# Homework Help: Question about 2 charges

1. Aug 6, 2008

### Velocity.

Two charges q1 and q2 are 18cm apart and have an electric force between them of 1micro newton. If the charge on q2 is increased by 9 times and the distance between q1 and q2 changed to 0.621cm, what is the new electric force between them?

2. Aug 6, 2008

### Defennder

You only need the second equation. You aren't given q1q2, so you have to work that out from the first setup of the question.

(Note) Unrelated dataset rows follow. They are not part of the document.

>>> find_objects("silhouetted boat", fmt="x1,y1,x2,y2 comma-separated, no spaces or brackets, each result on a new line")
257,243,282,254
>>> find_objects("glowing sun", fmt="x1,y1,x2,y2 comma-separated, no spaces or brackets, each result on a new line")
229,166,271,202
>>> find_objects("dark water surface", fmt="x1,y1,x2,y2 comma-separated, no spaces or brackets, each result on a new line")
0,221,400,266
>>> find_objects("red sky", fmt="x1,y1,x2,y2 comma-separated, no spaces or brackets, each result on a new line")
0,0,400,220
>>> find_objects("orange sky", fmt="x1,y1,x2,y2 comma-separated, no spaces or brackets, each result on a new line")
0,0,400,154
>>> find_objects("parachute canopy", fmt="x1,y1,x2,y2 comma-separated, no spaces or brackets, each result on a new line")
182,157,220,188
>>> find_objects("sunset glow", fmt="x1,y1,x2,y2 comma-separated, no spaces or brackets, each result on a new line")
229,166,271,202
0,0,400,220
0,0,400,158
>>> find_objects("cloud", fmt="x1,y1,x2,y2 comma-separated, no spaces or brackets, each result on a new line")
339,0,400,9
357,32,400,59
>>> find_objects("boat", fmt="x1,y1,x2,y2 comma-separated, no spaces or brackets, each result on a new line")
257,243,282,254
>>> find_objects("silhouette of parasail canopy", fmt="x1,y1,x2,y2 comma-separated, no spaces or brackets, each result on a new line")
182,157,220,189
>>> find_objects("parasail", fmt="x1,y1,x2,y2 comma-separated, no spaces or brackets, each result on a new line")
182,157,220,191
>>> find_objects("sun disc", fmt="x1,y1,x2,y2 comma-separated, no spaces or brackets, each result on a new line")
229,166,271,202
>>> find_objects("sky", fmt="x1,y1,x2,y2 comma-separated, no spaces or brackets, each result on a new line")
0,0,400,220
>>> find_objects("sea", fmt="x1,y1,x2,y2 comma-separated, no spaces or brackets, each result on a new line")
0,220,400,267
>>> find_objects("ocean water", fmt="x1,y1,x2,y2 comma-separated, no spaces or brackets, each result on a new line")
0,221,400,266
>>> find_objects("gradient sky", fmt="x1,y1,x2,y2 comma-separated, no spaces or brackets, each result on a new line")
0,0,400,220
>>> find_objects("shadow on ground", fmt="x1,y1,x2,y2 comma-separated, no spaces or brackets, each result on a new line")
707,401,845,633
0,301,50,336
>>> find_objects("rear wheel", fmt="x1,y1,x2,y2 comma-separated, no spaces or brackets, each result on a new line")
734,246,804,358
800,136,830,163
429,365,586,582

Then simply plug in all the calculated values to get the answer.

3. Aug 6, 2008

### Velocity.

How would I work out q1q2? I'm really stuck and don't know how to proceed

4. Aug 6, 2008

### Defennder

You use the second formula for the force and substitute in the values given.

5. Aug 6, 2008

### Velocity.

Do you mean substitute in 0.18 for r and 1x10^-6 for F and 9x10^9 for k then I get 3.6x10^-18 = q1q2. What do I do next?

6. Aug 6, 2008

### Defennder

Well just calculate the force due to the new setup as described.

7. Aug 9, 2008

### Velocity.

I'm still confused as to how to get the anwer of 7560$$\mu$$N

8. Aug 9, 2008

### Defennder

You only need Coulomb's law for this, nothing else. Look at the formula you're given and think of how to make use of it.

9. Aug 9, 2008

### HallsofIvy

This is really a "proportion" problem. F=kq1q2/r^2 tells you that the force is directly proportional to each charge and inversely proportional to the square of the distance between the charges. You are told that the force, initially, is 1micro newton. If the charge on q2 is multiplied by 9 then so is the force. If the distance between them is changed from 18 cm to 0.621cm, or multiplied by .621/18, then the force is multiplied by (.621/18)2.

I see one ambiguity: I have interpreted "the charge on q2 is increased by 9 times" to mean it is multiplied by 9. You could also interpret "increased by 9 times" to mean 9 times the original charge is add; in other words, the charge is multiplied by 10.